Starting with Astral Weeks (1968), Van released a series of albums that were mostly great from beginning to end. Moondance (1970), His Band and Street Choir (1970), Tupelo Honey (1971), Saint Dominic’s Preview (1972), the spotty Hard Nose the Highway (1973), and Veedon Fleece (1974) are all essential albums. Van the Man remains his own man. He is still a vital artist. I want to take a look at his long career through his live recordings.
Van’s first live recording was the double album It’s Too Late To Stop Now (1974). Covering his career to that point with an outstanding band backing him (“The Caledonia Soul Orchestra”), it has been near the top of my list of favorite live recordings for a long time. It is an engrossing performance that has now been reissued in an enhanced four CD-set with DVD. “Here Comes the Night” (1965) was written and produced by Bert Berns working with Them. To put it in Joycean terms. Van’s entanglement with Berns became a nightmare from which he was trying to awake.
In “I Believe to My Soul” Van introduces a slight twist on the Ray Charles classic. What a great performance.
Van has released a Live at Montreux 1980/1974 DVD. This performance of “Bulbs” from Veedon Fleece dates to 1974.
Overcoming a major case of stage fright, Van gave a legendary performance of “Caravan” with the Band for the filming of The Last Waltz on Thanksgiving Day 1976. Every fan of Van the Man knows that, but you have to go to the four-CD 40th anniversary edition of the show for “Tura Lura Lura (That’s An Irish Lullaby).” The Band’s Richard Manuel channels Ray Charles with a vocal of uncanny beauty. Van channels Van. This performance didn’t make the film. Thankfully, we have the recording.
Van’s next live album came ten years after the double album with Live at the Grand Opera House Belfast (1984). Van is in search of the transcendent. You can hear it, for example, in Van’s “Rave On, John Donne.” If you make it through part 1, be sure to stick around for part 2. Van acknowledges the band including saxophonist Pee Wee Ellis by name on the way out. Pee Wee played with James Brown before he teamed up with Van. The horn arrangements on Van’s work rival those on Brown’s.
The album closed with Van’s endearing tribute to a few of his musical heroes in “Cleaning Windows.”
Backed by a terrific band, Van put on a beautiful show recapitulating his career and singing medleys of favorites in A Night in San Francisco (1994). Here, for example, is “I”ll Take Care of You/It’s a Man’s World.”

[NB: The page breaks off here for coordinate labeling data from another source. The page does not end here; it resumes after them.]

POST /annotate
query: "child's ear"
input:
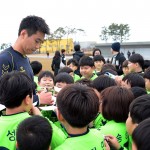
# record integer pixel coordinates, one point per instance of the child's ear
(27, 100)
(59, 115)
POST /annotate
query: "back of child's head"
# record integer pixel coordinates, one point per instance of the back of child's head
(99, 58)
(96, 50)
(102, 82)
(108, 66)
(115, 103)
(137, 58)
(14, 87)
(64, 77)
(138, 91)
(106, 71)
(146, 64)
(65, 69)
(147, 73)
(78, 104)
(86, 61)
(85, 81)
(141, 135)
(125, 64)
(140, 108)
(134, 79)
(34, 133)
(72, 61)
(36, 67)
(45, 74)
(77, 47)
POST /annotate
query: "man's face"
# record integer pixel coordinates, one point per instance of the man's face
(86, 71)
(31, 43)
(46, 82)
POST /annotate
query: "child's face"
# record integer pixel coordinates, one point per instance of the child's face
(125, 84)
(73, 67)
(147, 84)
(86, 71)
(98, 64)
(125, 70)
(130, 126)
(131, 66)
(46, 82)
(61, 84)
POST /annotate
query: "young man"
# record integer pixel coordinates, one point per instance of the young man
(78, 105)
(16, 90)
(34, 133)
(87, 68)
(30, 37)
(78, 54)
(117, 58)
(74, 65)
(136, 63)
(147, 79)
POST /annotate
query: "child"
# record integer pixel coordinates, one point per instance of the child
(147, 79)
(34, 133)
(16, 90)
(141, 136)
(139, 110)
(62, 79)
(70, 72)
(74, 65)
(46, 81)
(125, 68)
(77, 106)
(115, 108)
(86, 64)
(99, 61)
(133, 79)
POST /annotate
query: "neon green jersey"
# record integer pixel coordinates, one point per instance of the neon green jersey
(118, 130)
(148, 92)
(8, 126)
(93, 140)
(76, 77)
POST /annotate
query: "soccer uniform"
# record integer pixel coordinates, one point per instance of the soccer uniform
(118, 130)
(13, 60)
(8, 126)
(92, 140)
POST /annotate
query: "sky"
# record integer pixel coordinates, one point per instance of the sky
(89, 15)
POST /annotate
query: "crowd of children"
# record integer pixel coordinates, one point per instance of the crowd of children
(94, 107)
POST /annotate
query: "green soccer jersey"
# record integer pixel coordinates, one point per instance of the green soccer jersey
(93, 140)
(148, 92)
(76, 77)
(8, 126)
(99, 121)
(118, 130)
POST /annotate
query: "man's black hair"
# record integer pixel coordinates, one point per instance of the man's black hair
(33, 24)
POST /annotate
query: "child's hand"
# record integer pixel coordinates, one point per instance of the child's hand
(113, 141)
(35, 111)
(106, 145)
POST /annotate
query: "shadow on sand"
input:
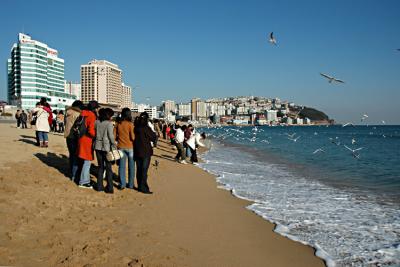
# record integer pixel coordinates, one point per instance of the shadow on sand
(58, 162)
(28, 141)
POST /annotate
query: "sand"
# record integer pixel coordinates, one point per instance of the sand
(46, 220)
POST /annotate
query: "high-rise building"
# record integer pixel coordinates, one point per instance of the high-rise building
(101, 81)
(201, 110)
(35, 71)
(73, 88)
(152, 111)
(126, 96)
(184, 109)
(193, 103)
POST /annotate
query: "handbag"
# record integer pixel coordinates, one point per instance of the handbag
(114, 154)
(34, 119)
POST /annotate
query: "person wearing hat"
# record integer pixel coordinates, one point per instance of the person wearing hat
(85, 143)
(143, 151)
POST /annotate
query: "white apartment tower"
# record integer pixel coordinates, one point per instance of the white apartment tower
(101, 81)
(126, 96)
(35, 71)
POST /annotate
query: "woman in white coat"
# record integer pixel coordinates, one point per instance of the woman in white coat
(42, 124)
(193, 142)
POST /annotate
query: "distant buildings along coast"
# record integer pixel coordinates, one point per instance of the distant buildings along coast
(34, 71)
(243, 110)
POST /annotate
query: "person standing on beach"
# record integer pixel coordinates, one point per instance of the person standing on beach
(188, 133)
(104, 143)
(18, 118)
(72, 140)
(85, 143)
(24, 119)
(143, 151)
(60, 121)
(179, 139)
(42, 123)
(125, 137)
(193, 143)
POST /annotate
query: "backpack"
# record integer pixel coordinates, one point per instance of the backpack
(78, 128)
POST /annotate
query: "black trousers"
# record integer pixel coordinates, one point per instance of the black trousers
(142, 167)
(103, 163)
(193, 157)
(181, 155)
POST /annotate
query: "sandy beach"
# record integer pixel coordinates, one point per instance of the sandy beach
(46, 220)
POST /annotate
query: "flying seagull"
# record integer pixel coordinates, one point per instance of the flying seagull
(272, 39)
(331, 79)
(347, 124)
(364, 117)
(318, 150)
(353, 151)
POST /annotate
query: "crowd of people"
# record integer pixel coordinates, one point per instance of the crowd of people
(91, 131)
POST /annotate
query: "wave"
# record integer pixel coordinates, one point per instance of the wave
(344, 227)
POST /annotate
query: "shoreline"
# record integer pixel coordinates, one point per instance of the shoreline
(188, 221)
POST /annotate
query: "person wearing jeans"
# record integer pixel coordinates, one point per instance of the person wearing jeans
(85, 142)
(143, 151)
(142, 165)
(42, 123)
(85, 174)
(71, 115)
(104, 164)
(125, 137)
(43, 137)
(128, 155)
(105, 142)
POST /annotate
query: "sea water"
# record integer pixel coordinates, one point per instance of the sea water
(344, 203)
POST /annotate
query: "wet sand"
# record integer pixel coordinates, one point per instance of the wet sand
(46, 220)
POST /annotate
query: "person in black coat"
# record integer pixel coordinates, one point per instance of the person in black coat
(143, 151)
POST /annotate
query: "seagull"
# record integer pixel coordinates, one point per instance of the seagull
(272, 39)
(294, 139)
(291, 135)
(156, 164)
(347, 124)
(333, 141)
(318, 150)
(364, 117)
(331, 79)
(354, 151)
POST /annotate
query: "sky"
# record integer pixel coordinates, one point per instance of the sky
(178, 50)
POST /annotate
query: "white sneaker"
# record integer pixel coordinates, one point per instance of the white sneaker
(87, 186)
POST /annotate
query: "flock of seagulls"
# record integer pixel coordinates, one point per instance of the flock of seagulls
(331, 79)
(240, 134)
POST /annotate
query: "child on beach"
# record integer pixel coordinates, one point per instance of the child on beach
(125, 137)
(85, 143)
(104, 143)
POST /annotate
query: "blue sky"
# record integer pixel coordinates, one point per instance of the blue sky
(183, 49)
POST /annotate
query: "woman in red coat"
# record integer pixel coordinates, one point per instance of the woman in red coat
(85, 143)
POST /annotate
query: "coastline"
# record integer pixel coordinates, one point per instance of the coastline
(187, 222)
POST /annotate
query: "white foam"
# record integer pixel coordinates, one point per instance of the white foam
(343, 228)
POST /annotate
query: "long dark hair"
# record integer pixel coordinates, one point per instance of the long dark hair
(105, 114)
(126, 115)
(142, 120)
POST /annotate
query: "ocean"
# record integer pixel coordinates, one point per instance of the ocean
(334, 188)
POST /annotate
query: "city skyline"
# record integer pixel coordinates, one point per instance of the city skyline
(180, 51)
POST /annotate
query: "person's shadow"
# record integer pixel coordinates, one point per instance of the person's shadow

He closed the show with “Shakin’ All Over/Gloria.” John Lee Hooker makes a cameo appearance.
Van teamed up with Lonnie Donnegan et al. on The Skiffle Sessions — Live in Belfast (2000). You can’t go wrong with Lead Belly’s “Good Morning Blues.”
Or with “Midnight Special.” This is another good-from-beginning-to-end album.
Van’s 2008 rendition of Astral Weeks Live at the Hollywood Bowl is his last live release. Astral Weeks was Van’s beloved 1968 debut on Warner Bros. The title song opens with the bass line that Richard Davis laid down on the original album. I learned from Heylin’s book that Astral Weeks producer Lewis Merenstein hired Davis and the other jazz musicians who gave the original album its feel. I learned from the tiny liner credits on the Hollywood Bowl disc that original Astral Weeks guitarist Jay Berliner returned to accompany Van on the live recording 40 years later.
Here he revisits “Cyprus Avenue.” Van’s extrication from his contract with Bert Berns’s Bang Records by Warner Bros. was a signal moment in his career. Heylin’s account of the surrounding circumstances is harrowing. Music is a tough business.